Here’s how I do it. (Yours may be entirely different.)
Sample Music Money Price List
Decide what kind of behavior you want to reward with music money. Here’s a sample Price List.
Prize Drawers with Prices
Find a container for your prizes and put it in a place where kids will see it. I use a set of plastic drawers. Mine is in my waiting area. The rule in my studio is “Only open one drawer at a time.” Otherwise the $100 prizes will get mixed up with the $400 prizes.
Then the fun part: fill the drawers with prizes. I’m often asked how I pay for the prizes; I pass the cost along to my students in my materials fee. I buy a great deal of tiny prizes at reduced prices online, but I also shop at office supply stores and raid their clearance sections.
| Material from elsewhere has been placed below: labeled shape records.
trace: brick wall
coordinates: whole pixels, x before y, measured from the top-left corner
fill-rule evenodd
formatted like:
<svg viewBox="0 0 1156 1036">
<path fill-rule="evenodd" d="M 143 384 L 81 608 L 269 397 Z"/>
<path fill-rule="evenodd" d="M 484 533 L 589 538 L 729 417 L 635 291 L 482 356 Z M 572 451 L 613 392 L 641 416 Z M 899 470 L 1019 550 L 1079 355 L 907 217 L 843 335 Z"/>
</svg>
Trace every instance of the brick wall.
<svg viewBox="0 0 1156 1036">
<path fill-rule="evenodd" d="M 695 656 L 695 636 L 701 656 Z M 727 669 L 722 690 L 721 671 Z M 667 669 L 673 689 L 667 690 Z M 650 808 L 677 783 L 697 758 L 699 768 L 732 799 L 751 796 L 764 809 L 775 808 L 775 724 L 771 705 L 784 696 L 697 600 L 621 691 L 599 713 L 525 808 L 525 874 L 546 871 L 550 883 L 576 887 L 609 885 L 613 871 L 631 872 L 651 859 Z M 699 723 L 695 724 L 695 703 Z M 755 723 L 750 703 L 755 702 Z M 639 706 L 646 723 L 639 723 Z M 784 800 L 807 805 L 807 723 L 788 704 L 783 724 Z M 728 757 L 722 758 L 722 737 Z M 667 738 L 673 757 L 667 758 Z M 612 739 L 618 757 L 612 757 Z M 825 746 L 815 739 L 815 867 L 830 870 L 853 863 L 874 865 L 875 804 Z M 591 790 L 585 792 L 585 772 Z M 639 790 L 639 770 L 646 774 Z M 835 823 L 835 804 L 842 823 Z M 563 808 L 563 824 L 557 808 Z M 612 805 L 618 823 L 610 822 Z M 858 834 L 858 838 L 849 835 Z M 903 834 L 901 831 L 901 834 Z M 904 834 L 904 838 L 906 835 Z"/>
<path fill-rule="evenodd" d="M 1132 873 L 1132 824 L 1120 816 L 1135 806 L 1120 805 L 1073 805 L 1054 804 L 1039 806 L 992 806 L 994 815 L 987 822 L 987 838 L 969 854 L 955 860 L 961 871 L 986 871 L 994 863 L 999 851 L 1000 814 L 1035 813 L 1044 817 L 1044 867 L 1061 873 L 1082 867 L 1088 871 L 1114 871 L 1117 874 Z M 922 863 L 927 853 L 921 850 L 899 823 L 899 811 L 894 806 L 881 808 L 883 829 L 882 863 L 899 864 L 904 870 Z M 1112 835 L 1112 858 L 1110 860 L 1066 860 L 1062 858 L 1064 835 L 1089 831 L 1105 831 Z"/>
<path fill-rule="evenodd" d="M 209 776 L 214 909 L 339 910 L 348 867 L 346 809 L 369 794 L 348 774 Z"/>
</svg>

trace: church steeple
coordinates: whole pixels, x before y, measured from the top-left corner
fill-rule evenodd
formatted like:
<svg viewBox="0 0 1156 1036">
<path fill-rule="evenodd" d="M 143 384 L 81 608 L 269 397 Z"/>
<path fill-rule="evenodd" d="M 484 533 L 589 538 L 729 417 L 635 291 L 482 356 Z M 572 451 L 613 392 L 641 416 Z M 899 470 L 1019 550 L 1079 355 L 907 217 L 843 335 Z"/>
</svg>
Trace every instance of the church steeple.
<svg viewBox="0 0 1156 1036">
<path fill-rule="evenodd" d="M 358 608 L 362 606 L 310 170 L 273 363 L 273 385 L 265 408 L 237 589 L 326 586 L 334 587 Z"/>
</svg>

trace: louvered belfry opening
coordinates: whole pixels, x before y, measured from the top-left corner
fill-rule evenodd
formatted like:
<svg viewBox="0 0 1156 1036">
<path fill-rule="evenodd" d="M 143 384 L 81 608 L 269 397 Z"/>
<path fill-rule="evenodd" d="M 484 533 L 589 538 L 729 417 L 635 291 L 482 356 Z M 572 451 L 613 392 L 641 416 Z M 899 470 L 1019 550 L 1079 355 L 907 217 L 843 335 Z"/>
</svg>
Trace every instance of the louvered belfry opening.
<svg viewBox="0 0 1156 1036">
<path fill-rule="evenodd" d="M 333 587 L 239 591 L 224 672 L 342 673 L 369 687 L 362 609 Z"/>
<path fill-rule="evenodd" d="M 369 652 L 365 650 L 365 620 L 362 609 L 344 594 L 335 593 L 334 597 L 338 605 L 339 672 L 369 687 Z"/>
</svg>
For a few of my older students who have worked diligently, I’ve splurged and purchased $10 iTunes gift cards. I used to try to price things at about $100 in music money equals $1 of real money purchase. A better idea is to have an older student help you price things. How much you paid for something, especially if you got a good deal on it, isn’t a good predictor of how popular it will be with kids.
$400 prizes: Markers, Magic Treehouse Books, Fake Snake, squeezy toys
Prizes for tweens and teens: Blank journals, magnets and fancy paper clips, desk set.
I give every student $400 for playing in a studio recital. My most expensive prizes are priced at $400, with the exception of the iTunes gift cards which I prices at $1200. (There were a few kids who had hoarded their money AND worked hard!) My rule-of-thumb is that every kid should be able to buy something small every other month or so. Some kids like to get lots of little rewards. Some kids are thrifty and like to save their money. If too many kids aren’t spending, I’ll have an end-of-the-summer-sale-and-you-have-to-spend-all-your-money-right-now event to get my cash supplies back.
I used to think that every other teacher had a perfectly put-together system for everything. Then I realized that we’re all just doing our best. We try to be organized, we strive for consistency, but we all fall short.